Rohin Shah 29 Dec 2019 21:04 UTC
LW: 3 AF: 3
AF
The point I was trying to make was that across-episode exploration should arise naturally
Are you saying that across-episode exploration should arise naturally when applying a deep RL algorithm? I disagree with that, at least in the episodic case; the deep RL algorithm optimizes within an episode, not across episodes. (With online learning, I think I still disagree but I’d want to specify an algorithm first.)
I suppose if for some reason you applied a planning algorithm that planned across episodes (quite a weird thing to do), then I suppose it would arise naturally; but that didn’t sound like what you were saying.
If your definition of “safe exploration” is “not making accidental mistakes” then I agree that what I’m pointing at doesn’t fall under that heading.
But in your post, you said:
Finally, what does this tell us about safe exploration and how to think about current safe exploration research?
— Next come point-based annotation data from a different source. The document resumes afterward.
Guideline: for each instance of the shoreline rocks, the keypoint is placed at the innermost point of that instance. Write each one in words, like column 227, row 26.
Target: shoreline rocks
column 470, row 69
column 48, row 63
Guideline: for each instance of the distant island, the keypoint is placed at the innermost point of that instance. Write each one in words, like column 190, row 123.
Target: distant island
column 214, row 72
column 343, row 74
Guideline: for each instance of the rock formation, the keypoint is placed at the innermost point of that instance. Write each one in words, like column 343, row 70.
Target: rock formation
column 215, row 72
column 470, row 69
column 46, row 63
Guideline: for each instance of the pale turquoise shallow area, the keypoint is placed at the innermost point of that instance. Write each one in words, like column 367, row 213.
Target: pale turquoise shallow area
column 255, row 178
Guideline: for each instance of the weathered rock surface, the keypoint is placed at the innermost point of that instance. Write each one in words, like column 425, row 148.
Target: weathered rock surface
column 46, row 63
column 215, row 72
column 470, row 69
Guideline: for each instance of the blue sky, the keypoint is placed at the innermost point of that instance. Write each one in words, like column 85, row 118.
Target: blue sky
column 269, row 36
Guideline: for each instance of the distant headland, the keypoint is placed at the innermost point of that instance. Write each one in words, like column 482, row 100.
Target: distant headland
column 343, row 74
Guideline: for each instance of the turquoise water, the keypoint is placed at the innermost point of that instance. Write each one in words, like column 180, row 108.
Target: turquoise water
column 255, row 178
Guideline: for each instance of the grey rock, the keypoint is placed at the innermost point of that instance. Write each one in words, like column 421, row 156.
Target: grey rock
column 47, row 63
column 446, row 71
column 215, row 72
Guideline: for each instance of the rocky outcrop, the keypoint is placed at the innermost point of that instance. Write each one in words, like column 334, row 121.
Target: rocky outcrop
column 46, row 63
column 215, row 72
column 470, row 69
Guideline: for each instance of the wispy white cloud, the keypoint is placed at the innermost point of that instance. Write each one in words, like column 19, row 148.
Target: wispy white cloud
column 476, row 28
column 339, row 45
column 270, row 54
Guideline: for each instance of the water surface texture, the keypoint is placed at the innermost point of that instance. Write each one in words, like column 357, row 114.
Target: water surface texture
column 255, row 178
Current safe exploration research tends to focus on the avoidance of traps in the environment.
Isn’t that entire paragraph about the “not making accidental mistakes” line of research?
Well, what does “better exploration” mean? Better across-episode exploration or better within-episode exploration? Better relative to the base objective or better relative to the mesa-objective?
I was talking about Safety Gym and algorithms meant for it here. Safety Gym explicitly measures total number of constraint violations across all of training; this seems pretty clearly about across-episode exploration (since it’s across all training) relative to the base objective (the constraint specification is in the base objective; also there just aren’t any mesa objectives because the policies are not mesa optimizers).
putting a damper on instrumental exploration, which does across-episode and within-episode exploration only for the mesa-objective
I continue to be confused how instrumental / learned exploration happens across episodes.
I am also confused at the model here—is the idea that if you do better exploration for the base objective, then the mesa optimizer doesn’t need to do exploration for the mesa objective? If so, why is that true, and even if it is true, why does it matter, since presumably the mesa optimizer then already knows the information it would have gotten via exploration?
I think I’d benefit a lot from a concrete example (i.e. pick an environment and an algorithm; talk about what happens in the limit of lots of compute / data, feel free to assume that a mesa optimizer is created).